Communication templates that work during incidents
Good communication reduces confusion. During an incident, people usually want too much detail too early or too little detail too late. Use short, structured updates.
Initial security team alert
Incident ID: IR-2026-001
Severity: Sev 2
Summary: Suspicious IAM activity detected in production account. Unusual AssumeRole calls from an unknown source. No confirmed data access yet.
Affected scope: Account 123456789012, us-east-1, IAM roles AppDeployRole and ReadOnlyAuditRole
Actions in progress: CloudTrail review, temporary deny policy on affected role, GuardDuty and Config validation
Requested support: Platform team to confirm expected deployment activity in last 2 hours
Leadership update
What happened: We detected suspicious AWS account activity affecting one production account.
Current impact: No confirmed customer-facing outage. No confirmed data loss at this time.
What we are doing: We have restricted the suspected access path, preserved logs, and are validating whether any systems or data were touched.
Next update: In 30 minutes or sooner if impact changes.
Workload owner request
We need: Confirmation whether these API calls and role assumptions were expected. Please provide deployment records, on-call engineer names, and any recent infrastructure changes between 10:00 and 12:00 UTC.
These templates work because they separate facts from assumptions. They also avoid emotional language. That helps people act on the message instead of reacting to it.

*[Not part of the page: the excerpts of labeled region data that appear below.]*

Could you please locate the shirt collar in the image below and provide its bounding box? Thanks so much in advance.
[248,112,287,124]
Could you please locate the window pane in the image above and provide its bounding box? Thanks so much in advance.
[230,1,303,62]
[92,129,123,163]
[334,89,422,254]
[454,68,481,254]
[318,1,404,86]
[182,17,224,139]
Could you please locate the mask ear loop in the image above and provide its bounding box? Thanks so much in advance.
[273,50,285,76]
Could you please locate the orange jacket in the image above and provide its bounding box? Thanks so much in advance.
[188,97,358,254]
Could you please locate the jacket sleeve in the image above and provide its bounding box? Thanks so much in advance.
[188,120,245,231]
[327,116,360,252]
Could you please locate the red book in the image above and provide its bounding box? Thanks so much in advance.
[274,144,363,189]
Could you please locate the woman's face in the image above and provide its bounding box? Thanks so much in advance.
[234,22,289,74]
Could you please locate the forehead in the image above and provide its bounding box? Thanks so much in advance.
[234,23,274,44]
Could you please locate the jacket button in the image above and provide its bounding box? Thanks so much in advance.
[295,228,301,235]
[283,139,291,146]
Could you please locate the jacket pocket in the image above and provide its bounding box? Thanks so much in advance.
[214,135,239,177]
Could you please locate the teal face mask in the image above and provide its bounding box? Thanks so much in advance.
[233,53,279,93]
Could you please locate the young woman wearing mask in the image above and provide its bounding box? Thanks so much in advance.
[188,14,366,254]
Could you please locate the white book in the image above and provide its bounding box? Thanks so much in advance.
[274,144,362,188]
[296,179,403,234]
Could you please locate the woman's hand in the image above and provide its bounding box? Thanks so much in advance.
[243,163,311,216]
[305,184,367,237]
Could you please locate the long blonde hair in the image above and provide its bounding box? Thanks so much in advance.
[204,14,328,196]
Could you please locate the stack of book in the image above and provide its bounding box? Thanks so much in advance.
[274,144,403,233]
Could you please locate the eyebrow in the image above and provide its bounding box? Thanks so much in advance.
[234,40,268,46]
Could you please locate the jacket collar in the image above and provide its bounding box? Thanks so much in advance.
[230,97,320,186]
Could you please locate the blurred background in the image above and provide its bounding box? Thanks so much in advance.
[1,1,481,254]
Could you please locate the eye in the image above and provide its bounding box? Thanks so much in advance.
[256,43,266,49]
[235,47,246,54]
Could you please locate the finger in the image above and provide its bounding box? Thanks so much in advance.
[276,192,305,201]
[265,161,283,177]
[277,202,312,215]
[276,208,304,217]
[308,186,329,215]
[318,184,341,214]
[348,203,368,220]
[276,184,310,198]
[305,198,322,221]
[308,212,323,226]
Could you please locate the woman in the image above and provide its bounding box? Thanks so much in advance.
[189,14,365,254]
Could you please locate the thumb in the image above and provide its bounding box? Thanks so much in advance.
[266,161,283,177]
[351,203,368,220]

Post-incident improvements: what should change after recovery
The incident is not done when access is removed. A strong team turns every incident into a control improvement. The goal is not blame. The goal is to reduce the chance of repeat failure.
Focus the review on these areas:
- Detection gaps: Did CloudTrail data events, GuardDuty, Config rules, or Security Hub controls miss something important?

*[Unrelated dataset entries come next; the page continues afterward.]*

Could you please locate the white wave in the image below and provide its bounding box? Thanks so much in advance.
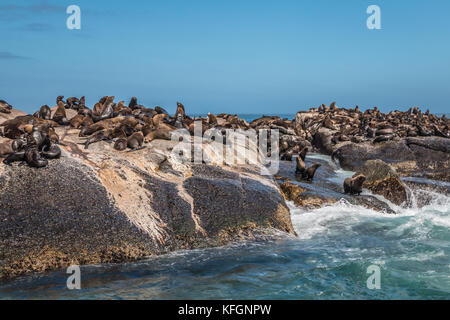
[288,185,450,239]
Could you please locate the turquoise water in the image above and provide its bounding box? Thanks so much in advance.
[0,189,450,299]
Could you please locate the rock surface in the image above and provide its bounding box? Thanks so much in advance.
[333,137,450,181]
[0,128,294,277]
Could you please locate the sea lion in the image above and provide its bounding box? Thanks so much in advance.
[84,129,113,149]
[208,112,218,126]
[92,96,115,122]
[3,151,25,166]
[114,138,128,151]
[373,134,395,144]
[0,100,13,113]
[24,148,48,168]
[155,106,169,115]
[69,114,85,129]
[144,128,173,143]
[38,105,52,120]
[66,97,80,109]
[295,157,321,181]
[52,101,70,126]
[128,97,137,110]
[152,113,167,128]
[127,131,144,151]
[298,147,309,161]
[344,174,366,196]
[0,141,15,158]
[174,113,184,129]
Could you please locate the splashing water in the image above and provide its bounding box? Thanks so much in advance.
[0,169,450,299]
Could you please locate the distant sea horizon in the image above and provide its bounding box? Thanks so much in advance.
[189,113,450,122]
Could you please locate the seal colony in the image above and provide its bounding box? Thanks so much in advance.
[0,96,450,194]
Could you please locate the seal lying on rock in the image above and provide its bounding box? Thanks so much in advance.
[295,156,321,181]
[3,126,61,168]
[344,174,366,196]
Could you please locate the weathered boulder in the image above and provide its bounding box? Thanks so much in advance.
[333,137,450,181]
[355,160,407,205]
[0,128,294,277]
[280,181,338,209]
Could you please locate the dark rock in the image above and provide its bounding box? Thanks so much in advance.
[355,160,407,205]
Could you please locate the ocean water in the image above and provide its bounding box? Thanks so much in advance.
[0,162,450,299]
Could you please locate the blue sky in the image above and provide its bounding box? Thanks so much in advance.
[0,0,450,114]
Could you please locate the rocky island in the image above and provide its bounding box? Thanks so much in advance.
[0,96,450,277]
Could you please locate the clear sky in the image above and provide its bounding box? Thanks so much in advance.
[0,0,450,114]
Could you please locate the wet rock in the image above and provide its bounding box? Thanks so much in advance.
[356,160,407,205]
[0,128,294,277]
[280,181,337,209]
[333,137,450,181]
[312,128,333,155]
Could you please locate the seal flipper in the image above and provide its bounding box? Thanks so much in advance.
[127,146,147,152]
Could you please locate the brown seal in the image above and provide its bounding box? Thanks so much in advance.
[38,105,52,120]
[127,131,144,151]
[344,174,366,195]
[52,101,69,126]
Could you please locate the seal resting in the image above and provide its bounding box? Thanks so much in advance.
[344,174,366,196]
[295,156,321,181]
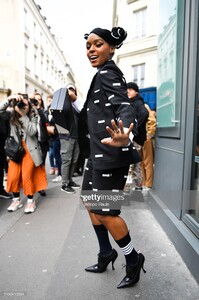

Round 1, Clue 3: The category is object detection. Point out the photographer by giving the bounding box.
[30,93,49,196]
[0,94,47,213]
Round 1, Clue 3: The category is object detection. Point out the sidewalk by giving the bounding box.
[0,169,199,300]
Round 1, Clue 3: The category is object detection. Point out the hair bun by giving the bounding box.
[111,27,127,49]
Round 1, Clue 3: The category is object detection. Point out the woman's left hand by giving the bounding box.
[101,120,133,147]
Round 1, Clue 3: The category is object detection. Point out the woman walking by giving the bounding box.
[74,27,145,288]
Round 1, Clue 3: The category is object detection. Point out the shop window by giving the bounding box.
[157,0,184,138]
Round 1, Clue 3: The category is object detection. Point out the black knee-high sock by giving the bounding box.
[93,225,112,256]
[116,233,138,265]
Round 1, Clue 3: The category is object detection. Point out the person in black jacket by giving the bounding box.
[0,112,12,199]
[74,27,145,288]
[30,93,49,196]
[127,82,149,190]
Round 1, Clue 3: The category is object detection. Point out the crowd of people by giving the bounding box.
[0,27,156,288]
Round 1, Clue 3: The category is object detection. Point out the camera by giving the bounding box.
[11,98,26,109]
[30,99,39,106]
[17,101,26,109]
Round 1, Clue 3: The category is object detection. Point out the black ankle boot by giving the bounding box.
[85,249,118,273]
[117,253,146,289]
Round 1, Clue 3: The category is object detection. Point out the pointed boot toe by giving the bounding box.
[117,253,146,289]
[85,249,118,273]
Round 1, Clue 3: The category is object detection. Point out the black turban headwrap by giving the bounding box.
[84,27,127,49]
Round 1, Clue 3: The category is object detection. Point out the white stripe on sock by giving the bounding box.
[121,241,133,255]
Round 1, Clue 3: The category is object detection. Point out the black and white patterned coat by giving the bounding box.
[79,60,140,170]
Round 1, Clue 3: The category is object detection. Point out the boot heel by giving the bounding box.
[141,255,146,273]
[142,264,146,273]
[112,255,118,270]
[85,249,118,273]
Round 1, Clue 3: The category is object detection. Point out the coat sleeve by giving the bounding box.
[99,69,137,134]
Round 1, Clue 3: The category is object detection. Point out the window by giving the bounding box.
[134,8,147,38]
[132,64,145,88]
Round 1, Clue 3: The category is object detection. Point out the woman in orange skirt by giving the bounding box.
[0,94,47,213]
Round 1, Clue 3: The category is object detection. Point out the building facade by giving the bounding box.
[113,0,158,88]
[113,0,199,282]
[0,0,75,102]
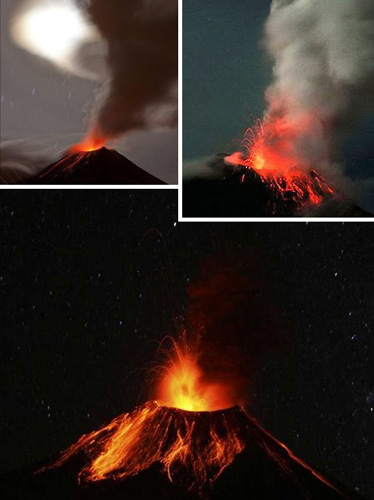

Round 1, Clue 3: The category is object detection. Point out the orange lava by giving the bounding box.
[225,117,334,206]
[156,336,237,411]
[46,401,245,491]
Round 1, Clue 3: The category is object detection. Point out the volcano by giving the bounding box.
[26,147,165,185]
[183,156,372,217]
[0,401,359,500]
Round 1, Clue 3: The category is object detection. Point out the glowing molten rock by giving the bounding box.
[155,336,237,411]
[49,402,246,490]
[225,122,334,207]
[43,337,340,498]
[46,337,246,490]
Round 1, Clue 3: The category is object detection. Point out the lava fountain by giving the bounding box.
[41,337,245,491]
[39,336,348,499]
[70,130,107,154]
[225,117,335,208]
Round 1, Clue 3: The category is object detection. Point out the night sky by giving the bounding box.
[0,0,178,184]
[183,0,374,212]
[0,190,374,499]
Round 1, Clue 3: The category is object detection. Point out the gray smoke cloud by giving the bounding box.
[10,0,178,138]
[86,0,178,141]
[264,0,374,168]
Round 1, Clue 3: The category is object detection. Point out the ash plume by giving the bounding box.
[10,0,178,139]
[264,0,374,174]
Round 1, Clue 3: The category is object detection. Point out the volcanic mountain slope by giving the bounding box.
[0,402,359,500]
[183,158,372,217]
[26,147,165,185]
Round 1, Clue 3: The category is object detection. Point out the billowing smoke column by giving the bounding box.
[227,0,374,203]
[11,0,178,150]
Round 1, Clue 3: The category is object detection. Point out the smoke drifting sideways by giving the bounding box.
[263,0,374,175]
[11,0,178,143]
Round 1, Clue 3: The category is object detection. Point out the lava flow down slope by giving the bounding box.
[26,146,165,185]
[183,152,372,217]
[0,339,364,500]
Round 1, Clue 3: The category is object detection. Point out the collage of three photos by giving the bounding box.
[0,0,374,500]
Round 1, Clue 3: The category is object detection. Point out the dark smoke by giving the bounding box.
[87,0,178,137]
[187,249,290,401]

- Logging gaps: Were critical logs disabled, retained too briefly, or stored in too many places to use quickly?
- Identity hardening: Did the attacker exploit overbroad roles, missing MFA, weak trust policies, or long-lived keys?

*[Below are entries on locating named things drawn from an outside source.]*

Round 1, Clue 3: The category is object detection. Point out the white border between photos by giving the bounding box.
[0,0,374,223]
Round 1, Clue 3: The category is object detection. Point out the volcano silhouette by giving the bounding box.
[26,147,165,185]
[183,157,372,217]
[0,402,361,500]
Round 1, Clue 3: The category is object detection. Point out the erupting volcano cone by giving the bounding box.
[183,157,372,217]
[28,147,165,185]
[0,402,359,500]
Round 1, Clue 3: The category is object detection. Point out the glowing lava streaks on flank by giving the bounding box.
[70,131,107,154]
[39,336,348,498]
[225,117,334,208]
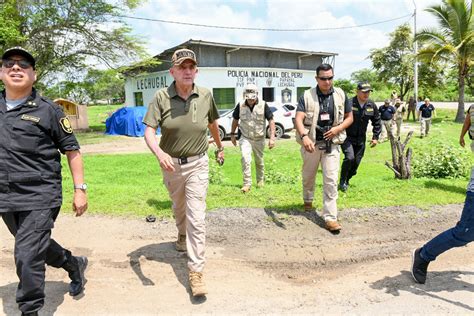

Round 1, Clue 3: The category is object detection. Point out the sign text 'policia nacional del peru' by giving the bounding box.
[227,70,303,87]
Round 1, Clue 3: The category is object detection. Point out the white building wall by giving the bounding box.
[125,67,316,106]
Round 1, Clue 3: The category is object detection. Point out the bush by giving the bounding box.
[412,145,471,179]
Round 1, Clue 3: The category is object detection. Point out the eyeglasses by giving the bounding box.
[2,59,32,69]
[316,76,334,81]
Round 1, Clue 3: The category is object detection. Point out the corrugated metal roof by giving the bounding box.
[155,39,339,57]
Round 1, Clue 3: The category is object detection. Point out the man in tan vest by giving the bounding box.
[143,48,224,297]
[295,64,353,232]
[230,84,275,193]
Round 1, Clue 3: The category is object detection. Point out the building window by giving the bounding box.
[212,88,235,109]
[133,92,143,106]
[262,88,275,102]
[296,87,311,101]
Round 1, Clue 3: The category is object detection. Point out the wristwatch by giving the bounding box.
[74,183,87,191]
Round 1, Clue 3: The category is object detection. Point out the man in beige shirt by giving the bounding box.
[143,49,224,296]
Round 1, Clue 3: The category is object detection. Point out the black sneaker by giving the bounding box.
[69,257,88,296]
[411,248,430,284]
[339,182,349,192]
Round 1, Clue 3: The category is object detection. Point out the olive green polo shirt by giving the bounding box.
[143,82,219,157]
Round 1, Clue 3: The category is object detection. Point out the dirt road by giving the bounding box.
[0,205,474,315]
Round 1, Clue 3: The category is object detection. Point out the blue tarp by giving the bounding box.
[105,106,158,137]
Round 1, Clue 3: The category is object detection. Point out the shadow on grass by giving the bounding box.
[146,199,171,211]
[0,281,69,316]
[127,242,206,304]
[264,204,326,229]
[424,180,466,195]
[370,271,474,312]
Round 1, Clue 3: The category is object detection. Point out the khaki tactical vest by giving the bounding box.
[296,88,347,145]
[393,103,406,120]
[239,99,265,140]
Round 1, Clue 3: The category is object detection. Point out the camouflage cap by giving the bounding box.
[171,48,197,66]
[244,83,258,100]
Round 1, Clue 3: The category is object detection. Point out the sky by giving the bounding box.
[124,0,440,79]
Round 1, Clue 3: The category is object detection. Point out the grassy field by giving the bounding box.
[63,109,474,217]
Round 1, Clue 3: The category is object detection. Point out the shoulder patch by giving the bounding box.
[59,117,72,134]
[21,114,40,123]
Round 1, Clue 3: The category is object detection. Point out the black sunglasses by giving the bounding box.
[316,76,334,81]
[2,59,32,69]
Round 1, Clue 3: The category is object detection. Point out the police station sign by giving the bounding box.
[227,69,303,87]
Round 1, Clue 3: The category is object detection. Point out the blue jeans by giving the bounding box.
[420,191,474,261]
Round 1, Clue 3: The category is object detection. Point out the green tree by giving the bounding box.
[334,79,356,95]
[369,24,414,98]
[351,68,384,90]
[0,0,150,80]
[83,69,125,103]
[415,0,474,122]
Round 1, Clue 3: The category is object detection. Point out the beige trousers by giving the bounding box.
[380,120,394,142]
[420,117,431,136]
[239,136,265,187]
[395,118,403,138]
[301,144,341,221]
[161,155,209,272]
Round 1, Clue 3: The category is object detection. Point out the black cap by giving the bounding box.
[2,46,36,69]
[357,82,373,92]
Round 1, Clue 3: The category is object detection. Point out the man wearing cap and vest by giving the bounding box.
[379,99,396,143]
[411,105,474,284]
[339,82,382,192]
[0,47,87,315]
[230,84,275,193]
[418,98,436,138]
[407,96,416,122]
[143,49,224,296]
[394,99,406,139]
[295,64,353,232]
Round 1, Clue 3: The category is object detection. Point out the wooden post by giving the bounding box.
[385,131,413,179]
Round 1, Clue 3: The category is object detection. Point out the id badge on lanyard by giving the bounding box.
[318,96,331,122]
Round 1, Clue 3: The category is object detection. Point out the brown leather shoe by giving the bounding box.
[303,202,313,212]
[326,221,342,232]
[189,271,207,297]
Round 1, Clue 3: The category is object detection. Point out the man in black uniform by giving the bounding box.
[339,82,381,192]
[0,47,87,315]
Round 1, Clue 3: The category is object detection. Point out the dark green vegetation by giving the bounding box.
[63,107,474,217]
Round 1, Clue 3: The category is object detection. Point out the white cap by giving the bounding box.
[244,83,258,100]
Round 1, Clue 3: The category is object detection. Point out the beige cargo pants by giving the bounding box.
[161,155,209,272]
[380,120,394,142]
[301,144,341,221]
[420,117,431,136]
[239,136,265,187]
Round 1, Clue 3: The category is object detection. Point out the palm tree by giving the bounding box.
[415,0,474,122]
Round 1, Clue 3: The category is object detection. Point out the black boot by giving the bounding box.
[62,256,88,296]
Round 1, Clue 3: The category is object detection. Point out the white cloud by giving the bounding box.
[128,0,437,78]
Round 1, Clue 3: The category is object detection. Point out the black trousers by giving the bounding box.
[339,138,365,184]
[2,207,71,313]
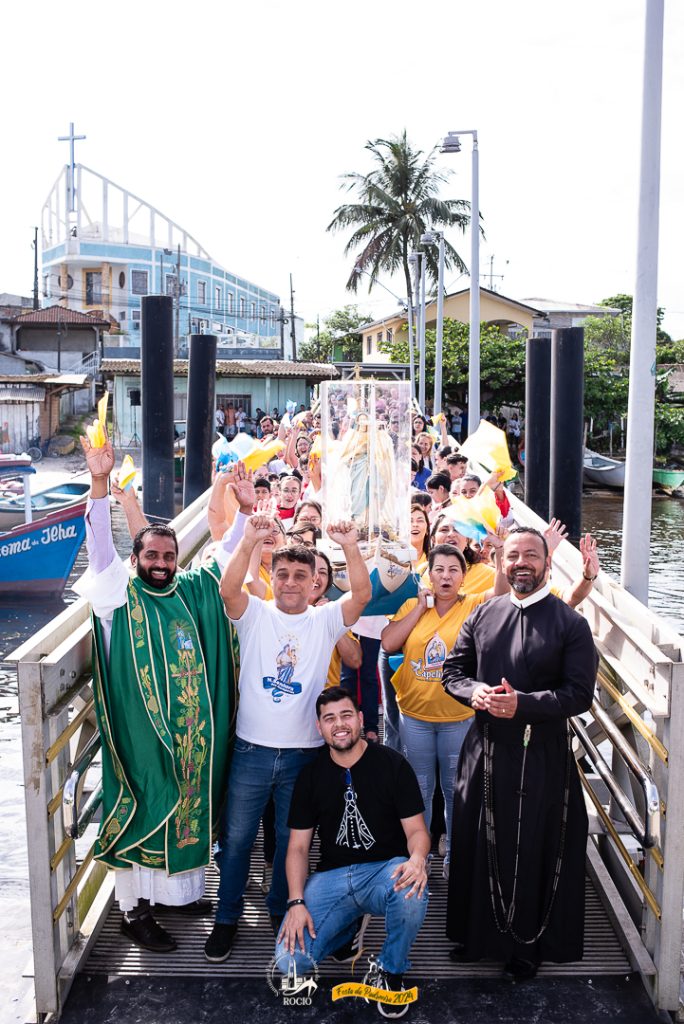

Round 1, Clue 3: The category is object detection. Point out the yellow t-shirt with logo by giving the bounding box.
[461,562,497,594]
[392,594,484,722]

- Network exposure: Were security groups, public subnets, or load balancer rules too open?
- Data protection: Was encryption configured correctly, and were key policies too permissive?
- Operational readiness: Did responders know where the runbook was, who had approval authority, and how to quarantine workloads?
Then create concrete actions. Good examples include:
- Enable organization-wide CloudTrail with centralized log protection
- Turn on GuardDuty and Security Hub in all accounts and Regions
- Reduce use of long-lived IAM user keys and move workloads to roles
- Add SCPs to block risky actions such as disabling logging
- Use S3 Block Public Access by default and stricter bucket policy review
- Deploy quarantine security groups and automation through Systems Manager
- Run incident response tabletop exercises every quarter
This kind of follow-up is also useful for exam preparation. The SCS-C03 exam often tests whether you know the preventive and detective controls that should exist before an incident happens. If you want more exam-focused preparation, you can review this AWS Certified Security Specialty SCS-C03 practice test as part of your study plan.
How to keep the runbook practical and usable
A runbook fails when it is too long, too vague, or too tied to one engineer’s memory. Keep it operational. That means:
- Use checklists, not essays
- Separate triage, containment, evidence, and communication into distinct sections
- List exact AWS services and log sources to check
- Include approval points for disruptive actions
- Test the runbook against real scenarios, not only theory
- Version it and review it after every incident
A good AWS incident response runbook is not just an exam topic. It is a safety tool. In the cloud, attackers move through APIs, roles, and managed services quickly. Responders need a process that matches that speed. If your triage steps are clear, your containment actions are measured, and your evidence checklist is complete, your team will make better decisions when the pressure is highest.